Set this parameter to validate a server's certificates, for example,
as described with @racket[get-pure-port].}
@; ----------------------------------------
@section{URL Unit}
@margin-note{@racket[url@], @racket[url^], and @racket[url+scheme^] are deprecated.
They exist for backward-compatibility and will likely be removed in
the future. New code should use the @racketmodname[net/url] module.}
@defmodule[net/url-unit]
@defthing[url@ unit?]{
Imports @racket[tcp^], exports @racket[url+scheme^].

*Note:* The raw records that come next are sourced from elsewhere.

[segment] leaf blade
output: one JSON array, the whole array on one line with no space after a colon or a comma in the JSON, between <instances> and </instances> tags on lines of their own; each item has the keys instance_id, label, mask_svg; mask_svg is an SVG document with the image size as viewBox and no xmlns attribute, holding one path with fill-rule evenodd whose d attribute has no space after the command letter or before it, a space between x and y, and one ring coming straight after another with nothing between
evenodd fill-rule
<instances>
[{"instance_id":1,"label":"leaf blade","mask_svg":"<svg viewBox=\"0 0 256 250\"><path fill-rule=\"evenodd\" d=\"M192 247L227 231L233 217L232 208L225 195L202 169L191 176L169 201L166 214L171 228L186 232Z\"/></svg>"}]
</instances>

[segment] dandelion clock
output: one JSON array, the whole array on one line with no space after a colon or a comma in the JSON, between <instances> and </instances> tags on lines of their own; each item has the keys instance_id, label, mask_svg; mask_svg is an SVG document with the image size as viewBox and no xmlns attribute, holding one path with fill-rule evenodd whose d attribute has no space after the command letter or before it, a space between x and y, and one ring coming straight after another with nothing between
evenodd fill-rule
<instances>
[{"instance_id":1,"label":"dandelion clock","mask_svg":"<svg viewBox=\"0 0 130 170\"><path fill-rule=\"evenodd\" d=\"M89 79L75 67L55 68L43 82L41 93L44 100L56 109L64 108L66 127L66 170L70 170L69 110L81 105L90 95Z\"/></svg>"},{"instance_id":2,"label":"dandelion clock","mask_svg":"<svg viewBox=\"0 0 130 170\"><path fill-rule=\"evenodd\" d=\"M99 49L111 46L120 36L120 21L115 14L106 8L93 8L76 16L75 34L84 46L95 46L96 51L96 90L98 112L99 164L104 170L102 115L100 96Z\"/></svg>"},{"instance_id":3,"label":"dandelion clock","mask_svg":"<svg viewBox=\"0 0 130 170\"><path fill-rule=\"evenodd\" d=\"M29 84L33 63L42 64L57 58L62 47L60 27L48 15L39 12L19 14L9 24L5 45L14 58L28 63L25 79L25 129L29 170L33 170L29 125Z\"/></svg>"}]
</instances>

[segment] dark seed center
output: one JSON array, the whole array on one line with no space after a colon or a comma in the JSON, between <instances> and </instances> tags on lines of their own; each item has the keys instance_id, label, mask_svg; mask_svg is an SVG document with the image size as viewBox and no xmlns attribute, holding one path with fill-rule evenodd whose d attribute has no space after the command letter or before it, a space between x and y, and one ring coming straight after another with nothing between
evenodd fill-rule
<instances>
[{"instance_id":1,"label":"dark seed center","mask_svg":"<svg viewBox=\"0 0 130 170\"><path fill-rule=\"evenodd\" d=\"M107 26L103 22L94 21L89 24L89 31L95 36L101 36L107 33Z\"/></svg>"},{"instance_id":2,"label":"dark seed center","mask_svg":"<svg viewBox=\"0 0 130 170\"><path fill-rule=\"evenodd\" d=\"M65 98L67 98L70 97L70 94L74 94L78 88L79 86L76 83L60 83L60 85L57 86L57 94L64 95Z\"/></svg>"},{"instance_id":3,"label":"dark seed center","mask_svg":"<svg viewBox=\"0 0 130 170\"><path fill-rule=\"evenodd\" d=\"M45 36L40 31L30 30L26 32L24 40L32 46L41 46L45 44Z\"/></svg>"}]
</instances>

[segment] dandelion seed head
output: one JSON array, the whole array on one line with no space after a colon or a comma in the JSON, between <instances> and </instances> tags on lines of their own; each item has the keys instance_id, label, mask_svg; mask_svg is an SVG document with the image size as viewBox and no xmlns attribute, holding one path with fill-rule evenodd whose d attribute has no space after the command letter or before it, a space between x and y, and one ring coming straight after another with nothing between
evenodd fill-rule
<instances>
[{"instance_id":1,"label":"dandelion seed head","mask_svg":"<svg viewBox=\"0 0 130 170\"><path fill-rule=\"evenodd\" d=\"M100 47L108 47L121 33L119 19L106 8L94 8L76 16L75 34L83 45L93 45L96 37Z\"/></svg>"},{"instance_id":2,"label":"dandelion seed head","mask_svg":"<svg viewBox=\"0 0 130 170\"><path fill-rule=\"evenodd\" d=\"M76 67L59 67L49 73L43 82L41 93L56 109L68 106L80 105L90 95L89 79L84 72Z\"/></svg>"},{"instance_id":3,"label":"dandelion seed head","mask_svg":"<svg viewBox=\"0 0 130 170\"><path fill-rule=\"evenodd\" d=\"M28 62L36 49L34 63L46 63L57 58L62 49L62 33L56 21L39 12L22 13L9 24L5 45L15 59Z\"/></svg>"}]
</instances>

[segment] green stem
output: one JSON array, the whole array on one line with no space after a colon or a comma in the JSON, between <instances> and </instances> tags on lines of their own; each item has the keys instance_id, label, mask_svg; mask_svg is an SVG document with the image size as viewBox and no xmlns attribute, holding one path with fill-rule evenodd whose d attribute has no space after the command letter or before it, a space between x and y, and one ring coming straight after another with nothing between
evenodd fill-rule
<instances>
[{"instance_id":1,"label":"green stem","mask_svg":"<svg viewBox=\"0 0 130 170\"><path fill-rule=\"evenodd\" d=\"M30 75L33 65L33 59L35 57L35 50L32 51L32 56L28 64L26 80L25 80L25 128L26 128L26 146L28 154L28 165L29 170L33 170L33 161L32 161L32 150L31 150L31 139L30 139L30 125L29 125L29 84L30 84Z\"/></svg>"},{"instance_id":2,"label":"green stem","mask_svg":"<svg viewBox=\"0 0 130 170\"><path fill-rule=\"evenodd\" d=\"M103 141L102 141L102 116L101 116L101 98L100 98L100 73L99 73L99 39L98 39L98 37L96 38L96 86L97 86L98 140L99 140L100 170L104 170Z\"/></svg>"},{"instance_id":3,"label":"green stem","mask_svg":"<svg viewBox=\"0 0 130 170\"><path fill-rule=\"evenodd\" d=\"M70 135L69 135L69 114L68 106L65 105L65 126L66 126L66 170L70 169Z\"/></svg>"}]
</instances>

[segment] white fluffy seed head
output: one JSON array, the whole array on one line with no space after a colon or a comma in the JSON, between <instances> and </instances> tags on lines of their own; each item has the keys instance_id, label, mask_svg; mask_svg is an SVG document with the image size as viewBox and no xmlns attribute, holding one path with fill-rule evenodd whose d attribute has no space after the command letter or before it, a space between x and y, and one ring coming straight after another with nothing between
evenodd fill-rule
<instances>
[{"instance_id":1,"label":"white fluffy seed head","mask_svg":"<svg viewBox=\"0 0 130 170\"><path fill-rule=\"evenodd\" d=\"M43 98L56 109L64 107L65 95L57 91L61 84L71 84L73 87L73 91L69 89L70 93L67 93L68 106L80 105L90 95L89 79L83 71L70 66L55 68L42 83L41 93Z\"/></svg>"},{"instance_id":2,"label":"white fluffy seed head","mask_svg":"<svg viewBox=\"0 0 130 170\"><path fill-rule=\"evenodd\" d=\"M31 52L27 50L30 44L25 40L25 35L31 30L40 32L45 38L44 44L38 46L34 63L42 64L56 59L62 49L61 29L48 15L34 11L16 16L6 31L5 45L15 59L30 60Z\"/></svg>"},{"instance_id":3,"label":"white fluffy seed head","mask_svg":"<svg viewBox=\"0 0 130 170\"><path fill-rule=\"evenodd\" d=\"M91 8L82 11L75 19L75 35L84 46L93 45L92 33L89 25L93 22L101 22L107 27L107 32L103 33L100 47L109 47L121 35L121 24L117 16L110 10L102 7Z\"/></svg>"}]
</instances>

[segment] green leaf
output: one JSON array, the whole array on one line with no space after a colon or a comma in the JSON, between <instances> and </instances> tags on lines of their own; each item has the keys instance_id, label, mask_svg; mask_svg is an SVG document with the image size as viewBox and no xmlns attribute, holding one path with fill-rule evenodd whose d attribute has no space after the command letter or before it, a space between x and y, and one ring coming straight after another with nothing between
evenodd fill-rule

The @racket[url+scheme^] signature contains
@racket[current-connect-scheme], which @racket[url@] binds to a
parameter. The parameter is set to the scheme of a URL when
@racket[tcp-connect] is called to create a connection. A
@racket[tcp-connect] variant linked to @racket[url@] can check this
parameter to choose the connection mode; in particular, @racket[net/url]
supplies a @racket[tcp-connect] that actually uses @racket[ssl-connect]
when @racket[(current-connect-scheme)] produces @racket["https"].
Note that @racket[net/url] does not provide the
@racket[current-connect-scheme] parameter.}
@; ----------------------------------------
@section{URL Signature}
@defmodule[net/url-sig]
@defsignature[url^ ()]{
Includes everything exported by the @racketmodname[net/url] module
except @racket[current-https-protocol] and @racket[current-url-encode-mode].
Note that the exports of
@racketmodname[net/url] and the @racket[url^] signature do not include
@racket[current-connect-scheme].}
@defsignature[url+scheme^ (url^)]{
Adds @racket[current-connect-scheme] to @racket[url^].}